Final Inspection and packaging
Finally, parts are inspected to ensure they meet customer specification requirements. Quality attributes for parylene typically specify the coating thickness, area of coverage and adhesion-testing requirements. It is common to inspect for these attributes under a microscope. Once the inspection is complete, parts are labeled per customer specifications and prepared for shipping.
Parylene Types
Parylene Type C
Parylene C is the most popular type because it provides a combination of barrier and dielectric properties while also having cost and processing advantages.
Parylene C has a chlorine atom on one of the aromatic hydrogens. This gives parylene C very low permeability for better protection from moisture, chemicals and corrosive gases.
Parylene C deposits much faster than other types which allow a thicker layer to be applied with less machine time.
Parylene C is the best choice for:
- Implantable medical devices.
- Pinhole-free barrier layers to electronics or materials from harsh environments.
- Encapsulating electronics to provide dielectric protection.
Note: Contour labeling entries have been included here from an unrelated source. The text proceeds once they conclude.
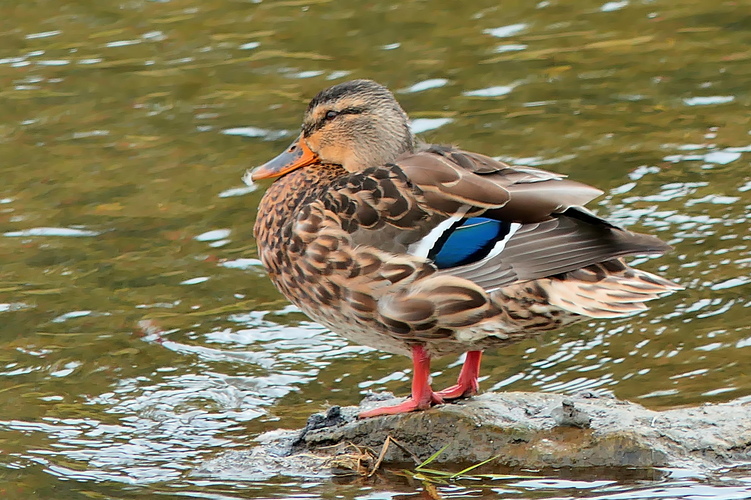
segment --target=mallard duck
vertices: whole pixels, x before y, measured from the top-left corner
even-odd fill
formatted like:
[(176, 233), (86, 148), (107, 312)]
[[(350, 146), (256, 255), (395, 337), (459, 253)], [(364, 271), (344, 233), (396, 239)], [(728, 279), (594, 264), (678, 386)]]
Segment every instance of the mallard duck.
[[(411, 396), (362, 418), (475, 394), (483, 350), (634, 314), (680, 288), (624, 263), (669, 247), (582, 207), (602, 191), (418, 145), (370, 80), (315, 96), (299, 137), (245, 180), (269, 178), (254, 233), (276, 287), (347, 339), (412, 357)], [(431, 358), (465, 352), (457, 383), (433, 391)]]

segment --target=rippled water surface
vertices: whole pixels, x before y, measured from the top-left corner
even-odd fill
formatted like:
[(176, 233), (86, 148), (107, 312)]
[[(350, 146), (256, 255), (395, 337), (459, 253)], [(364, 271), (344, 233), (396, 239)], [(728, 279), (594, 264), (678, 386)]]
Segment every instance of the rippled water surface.
[[(485, 390), (650, 408), (751, 398), (751, 17), (743, 2), (0, 4), (0, 496), (425, 498), (399, 476), (210, 481), (193, 467), (408, 360), (273, 289), (243, 171), (334, 82), (387, 84), (421, 136), (602, 188), (686, 287), (635, 318), (488, 353)], [(162, 334), (143, 334), (144, 318)], [(455, 377), (454, 359), (435, 378)], [(749, 498), (751, 473), (529, 472), (446, 497)], [(646, 475), (645, 475), (646, 474)]]

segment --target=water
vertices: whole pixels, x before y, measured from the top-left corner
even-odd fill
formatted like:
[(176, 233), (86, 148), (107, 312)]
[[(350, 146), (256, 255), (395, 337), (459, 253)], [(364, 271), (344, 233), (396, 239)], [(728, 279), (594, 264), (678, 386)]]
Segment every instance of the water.
[[(675, 247), (641, 267), (685, 291), (488, 353), (484, 389), (748, 400), (748, 22), (740, 3), (698, 0), (3, 3), (0, 496), (421, 497), (390, 472), (190, 475), (329, 404), (408, 390), (406, 359), (273, 289), (252, 239), (262, 193), (240, 180), (348, 78), (396, 90), (424, 139), (596, 185), (598, 213)], [(457, 366), (435, 363), (439, 385)], [(742, 467), (527, 473), (438, 490), (751, 497)]]

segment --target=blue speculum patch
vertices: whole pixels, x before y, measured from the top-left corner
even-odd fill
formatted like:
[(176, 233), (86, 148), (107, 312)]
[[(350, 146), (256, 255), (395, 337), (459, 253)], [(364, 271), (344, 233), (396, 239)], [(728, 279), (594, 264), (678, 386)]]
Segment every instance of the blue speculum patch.
[(488, 256), (509, 233), (511, 224), (486, 217), (458, 221), (438, 238), (428, 258), (438, 269), (477, 262)]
- Meeting IPC-CC-830 or MIL-I-46058C standards.
Parylene Type N
Parylene N is the base structure of the parylene group. Type N has excellent dielectric properties. It has a very low dissipation factor, high dielectric strength, and a low dielectric constant that does not change with frequency.
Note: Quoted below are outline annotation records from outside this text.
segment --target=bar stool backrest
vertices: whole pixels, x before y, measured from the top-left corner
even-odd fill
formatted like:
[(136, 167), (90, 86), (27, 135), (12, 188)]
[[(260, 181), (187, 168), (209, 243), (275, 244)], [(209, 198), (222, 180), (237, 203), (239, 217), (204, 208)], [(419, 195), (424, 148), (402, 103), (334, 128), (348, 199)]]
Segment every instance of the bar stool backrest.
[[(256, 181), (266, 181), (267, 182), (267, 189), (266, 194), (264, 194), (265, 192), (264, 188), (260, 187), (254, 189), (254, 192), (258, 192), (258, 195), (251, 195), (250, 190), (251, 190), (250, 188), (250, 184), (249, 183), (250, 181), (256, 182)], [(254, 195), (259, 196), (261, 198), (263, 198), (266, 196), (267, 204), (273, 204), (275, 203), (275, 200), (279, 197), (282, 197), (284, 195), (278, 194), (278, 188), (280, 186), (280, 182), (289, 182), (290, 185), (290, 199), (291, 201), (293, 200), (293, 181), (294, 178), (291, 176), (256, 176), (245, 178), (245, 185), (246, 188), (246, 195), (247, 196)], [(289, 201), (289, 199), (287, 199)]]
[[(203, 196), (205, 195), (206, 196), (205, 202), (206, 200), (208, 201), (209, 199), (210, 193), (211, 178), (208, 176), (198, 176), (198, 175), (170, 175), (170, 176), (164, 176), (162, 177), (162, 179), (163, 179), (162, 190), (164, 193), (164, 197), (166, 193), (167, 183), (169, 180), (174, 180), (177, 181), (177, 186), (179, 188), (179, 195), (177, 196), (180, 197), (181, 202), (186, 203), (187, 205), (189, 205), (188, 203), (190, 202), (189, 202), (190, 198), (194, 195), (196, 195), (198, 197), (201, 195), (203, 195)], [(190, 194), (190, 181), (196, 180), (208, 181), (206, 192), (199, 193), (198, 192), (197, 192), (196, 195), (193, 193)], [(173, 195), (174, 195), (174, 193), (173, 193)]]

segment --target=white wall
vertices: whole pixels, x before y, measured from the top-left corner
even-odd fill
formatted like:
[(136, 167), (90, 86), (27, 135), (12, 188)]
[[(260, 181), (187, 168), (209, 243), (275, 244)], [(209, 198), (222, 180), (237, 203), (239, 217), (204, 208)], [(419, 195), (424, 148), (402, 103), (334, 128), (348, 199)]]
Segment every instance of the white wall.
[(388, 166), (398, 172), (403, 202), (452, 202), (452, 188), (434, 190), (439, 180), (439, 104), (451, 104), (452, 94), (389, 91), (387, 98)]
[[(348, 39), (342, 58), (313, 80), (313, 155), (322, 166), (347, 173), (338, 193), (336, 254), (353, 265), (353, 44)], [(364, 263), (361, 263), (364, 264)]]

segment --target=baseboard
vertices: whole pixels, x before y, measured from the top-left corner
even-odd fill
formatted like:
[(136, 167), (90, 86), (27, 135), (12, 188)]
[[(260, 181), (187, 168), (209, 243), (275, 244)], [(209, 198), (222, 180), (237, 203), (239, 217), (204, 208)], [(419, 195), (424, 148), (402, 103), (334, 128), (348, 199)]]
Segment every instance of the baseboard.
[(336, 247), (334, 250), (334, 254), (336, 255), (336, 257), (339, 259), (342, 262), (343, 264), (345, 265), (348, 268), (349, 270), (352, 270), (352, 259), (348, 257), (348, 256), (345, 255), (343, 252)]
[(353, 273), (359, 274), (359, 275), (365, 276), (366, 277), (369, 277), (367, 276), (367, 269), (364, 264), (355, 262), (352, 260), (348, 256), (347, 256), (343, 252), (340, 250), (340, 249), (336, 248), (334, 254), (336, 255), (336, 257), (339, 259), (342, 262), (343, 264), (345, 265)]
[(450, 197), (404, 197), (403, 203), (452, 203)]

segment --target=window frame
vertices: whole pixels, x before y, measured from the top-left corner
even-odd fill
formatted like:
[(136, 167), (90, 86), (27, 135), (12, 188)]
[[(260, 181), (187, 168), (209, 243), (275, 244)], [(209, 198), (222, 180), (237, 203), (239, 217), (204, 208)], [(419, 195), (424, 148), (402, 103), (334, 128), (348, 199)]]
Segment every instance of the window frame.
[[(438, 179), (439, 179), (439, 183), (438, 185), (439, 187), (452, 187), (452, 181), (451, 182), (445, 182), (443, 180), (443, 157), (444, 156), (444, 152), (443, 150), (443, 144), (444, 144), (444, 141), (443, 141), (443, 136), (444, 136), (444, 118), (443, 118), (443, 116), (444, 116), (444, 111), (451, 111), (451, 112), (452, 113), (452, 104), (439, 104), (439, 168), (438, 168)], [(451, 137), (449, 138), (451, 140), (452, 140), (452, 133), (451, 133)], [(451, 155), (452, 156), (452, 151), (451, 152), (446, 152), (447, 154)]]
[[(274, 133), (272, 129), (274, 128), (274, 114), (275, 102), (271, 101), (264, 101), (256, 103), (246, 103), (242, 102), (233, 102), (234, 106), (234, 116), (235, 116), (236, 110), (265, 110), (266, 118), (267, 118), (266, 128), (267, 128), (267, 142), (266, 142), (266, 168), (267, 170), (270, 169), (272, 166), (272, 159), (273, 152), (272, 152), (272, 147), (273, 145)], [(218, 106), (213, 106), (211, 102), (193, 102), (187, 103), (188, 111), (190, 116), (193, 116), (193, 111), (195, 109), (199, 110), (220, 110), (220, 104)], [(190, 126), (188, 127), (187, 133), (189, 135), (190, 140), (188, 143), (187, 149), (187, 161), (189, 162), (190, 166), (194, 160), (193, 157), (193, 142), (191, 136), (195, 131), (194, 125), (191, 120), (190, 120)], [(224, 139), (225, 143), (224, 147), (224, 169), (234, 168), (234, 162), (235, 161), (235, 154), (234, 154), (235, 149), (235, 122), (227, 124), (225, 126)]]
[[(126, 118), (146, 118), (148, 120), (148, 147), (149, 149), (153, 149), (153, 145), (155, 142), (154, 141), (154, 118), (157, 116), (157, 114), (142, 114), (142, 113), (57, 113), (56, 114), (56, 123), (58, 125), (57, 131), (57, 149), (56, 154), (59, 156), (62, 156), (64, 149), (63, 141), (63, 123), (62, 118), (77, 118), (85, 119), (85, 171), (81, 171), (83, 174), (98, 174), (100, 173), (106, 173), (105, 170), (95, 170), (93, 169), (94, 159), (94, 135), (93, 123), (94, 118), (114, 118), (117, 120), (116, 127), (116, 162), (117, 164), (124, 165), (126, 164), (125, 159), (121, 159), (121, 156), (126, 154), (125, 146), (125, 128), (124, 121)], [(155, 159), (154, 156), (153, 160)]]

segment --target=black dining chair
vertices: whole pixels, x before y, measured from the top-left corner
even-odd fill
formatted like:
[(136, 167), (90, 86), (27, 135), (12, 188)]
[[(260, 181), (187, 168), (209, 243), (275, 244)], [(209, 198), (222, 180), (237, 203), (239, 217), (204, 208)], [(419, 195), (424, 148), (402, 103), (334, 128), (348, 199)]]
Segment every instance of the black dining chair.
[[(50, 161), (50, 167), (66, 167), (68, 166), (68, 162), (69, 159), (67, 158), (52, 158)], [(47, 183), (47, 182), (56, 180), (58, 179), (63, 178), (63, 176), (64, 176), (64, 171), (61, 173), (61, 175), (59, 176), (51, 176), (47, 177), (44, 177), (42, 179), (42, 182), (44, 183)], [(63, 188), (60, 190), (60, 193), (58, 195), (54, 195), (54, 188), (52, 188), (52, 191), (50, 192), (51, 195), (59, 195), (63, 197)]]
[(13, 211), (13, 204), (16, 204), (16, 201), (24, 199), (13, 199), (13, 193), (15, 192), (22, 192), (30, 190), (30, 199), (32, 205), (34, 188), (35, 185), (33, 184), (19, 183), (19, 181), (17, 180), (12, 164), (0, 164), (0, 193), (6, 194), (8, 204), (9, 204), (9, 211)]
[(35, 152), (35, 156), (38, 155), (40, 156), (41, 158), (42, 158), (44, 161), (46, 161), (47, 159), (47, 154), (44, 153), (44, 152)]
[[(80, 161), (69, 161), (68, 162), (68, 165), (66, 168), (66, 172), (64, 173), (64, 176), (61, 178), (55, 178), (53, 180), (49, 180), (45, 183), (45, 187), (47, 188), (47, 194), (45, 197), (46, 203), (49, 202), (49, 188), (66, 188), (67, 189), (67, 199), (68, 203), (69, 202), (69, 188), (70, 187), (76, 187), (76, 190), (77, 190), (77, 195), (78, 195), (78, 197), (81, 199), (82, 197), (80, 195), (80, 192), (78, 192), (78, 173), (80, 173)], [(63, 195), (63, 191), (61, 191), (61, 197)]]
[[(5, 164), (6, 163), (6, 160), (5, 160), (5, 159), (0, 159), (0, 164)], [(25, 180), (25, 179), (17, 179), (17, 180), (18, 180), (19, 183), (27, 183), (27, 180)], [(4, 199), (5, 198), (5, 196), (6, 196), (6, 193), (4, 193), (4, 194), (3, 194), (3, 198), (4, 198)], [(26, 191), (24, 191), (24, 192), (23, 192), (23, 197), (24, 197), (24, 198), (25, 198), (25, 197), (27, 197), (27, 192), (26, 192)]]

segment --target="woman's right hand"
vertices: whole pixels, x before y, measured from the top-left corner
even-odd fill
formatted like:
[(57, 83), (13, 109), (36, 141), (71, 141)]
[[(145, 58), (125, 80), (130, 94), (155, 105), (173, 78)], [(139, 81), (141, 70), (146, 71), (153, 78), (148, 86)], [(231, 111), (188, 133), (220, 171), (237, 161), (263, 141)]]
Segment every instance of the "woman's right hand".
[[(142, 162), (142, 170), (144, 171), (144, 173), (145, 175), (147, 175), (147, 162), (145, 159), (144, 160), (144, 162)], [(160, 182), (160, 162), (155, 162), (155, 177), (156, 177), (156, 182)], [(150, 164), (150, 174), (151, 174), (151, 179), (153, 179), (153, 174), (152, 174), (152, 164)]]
Parylene N is more molecularly active than parylene C during the deposition process. An advantage of the higher activity is increased crevice penetration, which allows parylene N to get farther into tubes and small openings. A disadvantage of higher activity is slower deposition rates which increase the machine time and cost for thicker layers.
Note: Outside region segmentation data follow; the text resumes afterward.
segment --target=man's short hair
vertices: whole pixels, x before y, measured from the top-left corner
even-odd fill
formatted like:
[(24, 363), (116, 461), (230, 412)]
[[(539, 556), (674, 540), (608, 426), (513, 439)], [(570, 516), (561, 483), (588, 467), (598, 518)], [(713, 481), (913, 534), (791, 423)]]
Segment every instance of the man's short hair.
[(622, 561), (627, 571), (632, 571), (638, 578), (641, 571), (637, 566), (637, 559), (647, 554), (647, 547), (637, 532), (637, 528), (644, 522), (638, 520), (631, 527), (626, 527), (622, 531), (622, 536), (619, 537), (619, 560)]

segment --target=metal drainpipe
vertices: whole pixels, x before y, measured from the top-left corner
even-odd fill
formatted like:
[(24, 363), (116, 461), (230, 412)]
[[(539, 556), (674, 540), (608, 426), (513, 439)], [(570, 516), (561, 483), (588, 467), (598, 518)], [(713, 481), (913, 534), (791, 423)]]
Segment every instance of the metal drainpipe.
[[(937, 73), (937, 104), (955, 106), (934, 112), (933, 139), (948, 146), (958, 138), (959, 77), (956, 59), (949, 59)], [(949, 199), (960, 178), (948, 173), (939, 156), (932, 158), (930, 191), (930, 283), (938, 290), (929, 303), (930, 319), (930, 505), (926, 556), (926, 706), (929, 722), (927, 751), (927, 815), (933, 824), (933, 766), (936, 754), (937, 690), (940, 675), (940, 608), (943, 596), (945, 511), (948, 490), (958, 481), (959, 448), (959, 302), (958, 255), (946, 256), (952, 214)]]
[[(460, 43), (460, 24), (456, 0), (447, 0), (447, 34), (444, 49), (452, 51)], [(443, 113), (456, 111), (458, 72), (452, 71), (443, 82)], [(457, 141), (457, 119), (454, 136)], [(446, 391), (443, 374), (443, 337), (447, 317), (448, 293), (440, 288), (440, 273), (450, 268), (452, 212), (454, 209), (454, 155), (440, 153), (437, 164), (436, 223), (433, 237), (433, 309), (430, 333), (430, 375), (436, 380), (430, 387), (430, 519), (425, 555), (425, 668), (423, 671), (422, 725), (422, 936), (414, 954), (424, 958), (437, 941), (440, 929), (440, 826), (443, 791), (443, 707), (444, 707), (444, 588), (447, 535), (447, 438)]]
Parylene N is the best choice for:
- Dry lubricity.
- High frequency/RF applications because of its low dissipation factor at high frequencies.
- Applications that require high penetration.
Parylene Type F
Parylene F fills a niche because it is capable of higher operating temperatures and is more resistant to UV than type C or type N. Parylene F also has very good dielectric properties and good crevice penetration.
The chemical structure of Parylene F has four fluorine atoms on the aromatic carbons. Parylene F has a slower deposition time and the raw material is more expensive.
Parylene F dimer is restricted for use only on Medical Devices and R&D use only. Contact us for details.
Parylene F is the best choice for:
- Medical Device applications with higher temperature requirements.
Cost Drivers
Though many factors go into determining the final cost of adding parylene in your production process, there are three main factors to consider: coating thickness, masking complexity and component size
Coating Thickness
Impacts: Machine Hours
Optimal coating thickness is determined by your specific application and benefits desired. As coating thickness increases, additional time inside the deposition chamber is required increasing total machine hours.
Masking Complexity
Impacts: Labor Hours
Masking complexity is determined by your product’s design and operating requirements. As complexity increases, operators must take more time to process each individual part increasing total operator hours.
Size of a Component
Impacts: Batch Size
Parylene coating is applied inside a vacuum deposition chamber of fixed, physical size. As individual component size increases, total quantity of product’s coated decrease reducing batch size.